Published: Sat, August 12, 2017
Health | By Jay Jacobs

Fidget spinner explosions prompt Safety Commission warning

Fidget spinner explosions prompt Safety Commission warning

The toy has been popular for a handful of months now with few signs of slowing, and during its time the toy has caused some issues for certain owners.

On Thursday, Ann Marie Buerkle, acting chairwoman of the U.S Consumer Product Safety Commission, released a statement addressing reports of "fires involving battery-operated fidget spinners" and providing guidelines for usage.

The plastic and metal spinners have small pieces including batteries that can be a choking hazard.

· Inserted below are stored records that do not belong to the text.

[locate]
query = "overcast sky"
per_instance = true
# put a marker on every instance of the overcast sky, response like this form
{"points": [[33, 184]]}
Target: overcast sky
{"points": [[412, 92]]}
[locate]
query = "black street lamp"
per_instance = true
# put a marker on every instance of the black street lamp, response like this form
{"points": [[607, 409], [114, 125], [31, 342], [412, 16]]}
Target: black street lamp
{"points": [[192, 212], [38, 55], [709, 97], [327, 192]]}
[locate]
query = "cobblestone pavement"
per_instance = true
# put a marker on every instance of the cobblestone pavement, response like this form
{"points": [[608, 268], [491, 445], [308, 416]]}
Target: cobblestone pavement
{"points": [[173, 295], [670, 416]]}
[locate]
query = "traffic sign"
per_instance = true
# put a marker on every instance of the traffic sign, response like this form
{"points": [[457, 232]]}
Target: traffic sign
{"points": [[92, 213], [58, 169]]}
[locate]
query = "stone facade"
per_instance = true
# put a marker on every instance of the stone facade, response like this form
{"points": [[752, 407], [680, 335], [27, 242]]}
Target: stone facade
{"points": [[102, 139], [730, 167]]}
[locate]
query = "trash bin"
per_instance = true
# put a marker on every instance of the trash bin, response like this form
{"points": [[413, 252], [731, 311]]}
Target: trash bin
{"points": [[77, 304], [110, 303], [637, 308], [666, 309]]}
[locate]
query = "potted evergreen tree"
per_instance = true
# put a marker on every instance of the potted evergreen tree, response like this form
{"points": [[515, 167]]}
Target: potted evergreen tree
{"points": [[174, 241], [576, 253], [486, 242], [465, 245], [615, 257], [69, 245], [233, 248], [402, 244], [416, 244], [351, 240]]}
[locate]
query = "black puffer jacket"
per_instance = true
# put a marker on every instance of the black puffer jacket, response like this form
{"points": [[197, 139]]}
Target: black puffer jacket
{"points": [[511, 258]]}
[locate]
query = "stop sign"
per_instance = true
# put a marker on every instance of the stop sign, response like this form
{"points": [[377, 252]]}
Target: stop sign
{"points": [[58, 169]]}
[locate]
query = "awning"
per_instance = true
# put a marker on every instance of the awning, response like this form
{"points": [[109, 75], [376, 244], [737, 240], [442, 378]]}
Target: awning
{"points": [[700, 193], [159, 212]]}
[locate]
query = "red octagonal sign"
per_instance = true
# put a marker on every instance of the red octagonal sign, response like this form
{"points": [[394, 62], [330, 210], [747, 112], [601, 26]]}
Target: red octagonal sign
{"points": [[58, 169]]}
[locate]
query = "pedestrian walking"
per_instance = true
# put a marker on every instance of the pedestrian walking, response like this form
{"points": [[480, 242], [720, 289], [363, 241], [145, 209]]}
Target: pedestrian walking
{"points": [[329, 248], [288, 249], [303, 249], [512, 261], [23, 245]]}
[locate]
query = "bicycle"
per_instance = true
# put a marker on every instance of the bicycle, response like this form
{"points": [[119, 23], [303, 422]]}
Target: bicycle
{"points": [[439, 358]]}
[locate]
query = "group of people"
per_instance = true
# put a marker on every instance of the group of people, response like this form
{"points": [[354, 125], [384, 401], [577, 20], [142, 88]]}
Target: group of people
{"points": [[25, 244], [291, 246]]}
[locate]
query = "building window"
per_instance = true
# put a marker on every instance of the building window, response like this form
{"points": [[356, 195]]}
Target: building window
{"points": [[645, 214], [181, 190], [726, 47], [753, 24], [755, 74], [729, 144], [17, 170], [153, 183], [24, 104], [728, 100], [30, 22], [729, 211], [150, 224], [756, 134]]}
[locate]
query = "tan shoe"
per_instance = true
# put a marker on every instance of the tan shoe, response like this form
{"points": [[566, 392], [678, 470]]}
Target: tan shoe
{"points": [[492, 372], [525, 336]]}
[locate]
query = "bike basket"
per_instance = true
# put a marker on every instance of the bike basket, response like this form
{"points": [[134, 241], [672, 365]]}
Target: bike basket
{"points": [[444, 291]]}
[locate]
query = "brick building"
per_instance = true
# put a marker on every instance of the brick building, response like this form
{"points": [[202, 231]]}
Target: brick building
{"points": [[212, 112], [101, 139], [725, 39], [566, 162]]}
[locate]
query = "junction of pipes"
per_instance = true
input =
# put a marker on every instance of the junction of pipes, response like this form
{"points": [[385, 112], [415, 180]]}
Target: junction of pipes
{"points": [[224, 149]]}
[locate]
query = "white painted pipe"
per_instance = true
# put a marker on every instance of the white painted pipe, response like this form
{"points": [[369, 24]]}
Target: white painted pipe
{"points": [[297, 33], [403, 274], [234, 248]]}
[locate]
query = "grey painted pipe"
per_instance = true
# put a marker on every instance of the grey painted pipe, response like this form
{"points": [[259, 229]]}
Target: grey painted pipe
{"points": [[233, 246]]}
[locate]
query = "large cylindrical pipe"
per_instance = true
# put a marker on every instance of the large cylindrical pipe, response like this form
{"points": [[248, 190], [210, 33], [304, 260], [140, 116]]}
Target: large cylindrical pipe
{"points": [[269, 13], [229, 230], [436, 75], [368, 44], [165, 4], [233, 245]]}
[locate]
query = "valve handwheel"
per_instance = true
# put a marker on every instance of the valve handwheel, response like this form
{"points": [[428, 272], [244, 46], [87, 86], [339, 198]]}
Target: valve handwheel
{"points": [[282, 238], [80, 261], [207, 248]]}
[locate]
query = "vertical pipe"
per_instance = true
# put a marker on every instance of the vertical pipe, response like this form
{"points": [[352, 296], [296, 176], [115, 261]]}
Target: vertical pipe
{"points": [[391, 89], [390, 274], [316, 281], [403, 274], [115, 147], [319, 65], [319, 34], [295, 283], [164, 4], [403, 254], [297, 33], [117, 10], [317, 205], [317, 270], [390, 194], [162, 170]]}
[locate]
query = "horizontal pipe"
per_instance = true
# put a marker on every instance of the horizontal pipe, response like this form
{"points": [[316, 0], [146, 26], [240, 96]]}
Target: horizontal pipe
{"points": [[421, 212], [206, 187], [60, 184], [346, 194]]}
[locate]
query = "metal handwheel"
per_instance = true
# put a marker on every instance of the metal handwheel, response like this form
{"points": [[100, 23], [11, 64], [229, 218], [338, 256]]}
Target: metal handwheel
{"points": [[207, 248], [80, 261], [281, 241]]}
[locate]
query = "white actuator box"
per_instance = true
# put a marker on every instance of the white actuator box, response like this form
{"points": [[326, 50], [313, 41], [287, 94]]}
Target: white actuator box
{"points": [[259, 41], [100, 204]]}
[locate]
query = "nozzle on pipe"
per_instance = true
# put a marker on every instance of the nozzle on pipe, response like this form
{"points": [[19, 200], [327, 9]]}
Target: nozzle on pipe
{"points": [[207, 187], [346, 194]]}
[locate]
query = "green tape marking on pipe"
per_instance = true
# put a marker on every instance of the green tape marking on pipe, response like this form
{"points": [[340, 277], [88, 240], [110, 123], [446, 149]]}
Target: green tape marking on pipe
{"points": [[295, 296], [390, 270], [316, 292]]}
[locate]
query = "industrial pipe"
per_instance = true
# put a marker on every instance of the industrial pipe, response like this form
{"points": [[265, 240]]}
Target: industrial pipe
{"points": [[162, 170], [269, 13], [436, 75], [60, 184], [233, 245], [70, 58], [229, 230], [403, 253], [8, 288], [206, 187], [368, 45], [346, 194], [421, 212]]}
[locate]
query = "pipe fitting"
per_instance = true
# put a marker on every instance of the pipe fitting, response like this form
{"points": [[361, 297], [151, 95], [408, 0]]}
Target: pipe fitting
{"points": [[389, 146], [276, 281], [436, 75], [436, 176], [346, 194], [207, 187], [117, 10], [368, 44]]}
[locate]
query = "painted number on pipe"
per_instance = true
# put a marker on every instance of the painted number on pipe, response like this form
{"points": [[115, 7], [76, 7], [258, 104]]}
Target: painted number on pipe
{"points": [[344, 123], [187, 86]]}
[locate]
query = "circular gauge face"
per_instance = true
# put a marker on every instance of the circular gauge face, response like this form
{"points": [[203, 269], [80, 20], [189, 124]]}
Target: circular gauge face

Reports of these incidents resulted in the Safety Commission starting an investigation, and while the toys aren't facing any sort of recall action, the CPSC does advise that users or their parents should be present in the room at all times when a fidget spinner is charging.

If a fidget spinner is aimed at children aged 12 or younger, then it needs to adhere to US Toy Standard ASTM F963-16. It also says children should keep them out of their mouths and avoid charging them overnight while sleeping. There are many different kinds of fidget spinners available in stores and online.

Along with "decline of civilization", add "danger" to the list of reasons fidget spinners are bad for the youth: Two recent incidents reveal the mindfulness tool and classroom distraction can burst into flames and explode.

The agency also issued safety guidance on battery-operated fidget spinners. I'm not exaggerating: One of the CPSC's safety tips is to check that you have working smoke detectors if you have fidget spinners with batteries in your house.

If the fidget spinner did not come with a cable, make sure to use one with the correct connections for charging. And that poses a problem, because if there's a battery inside a thing, that thing can catch fire when you least expect it.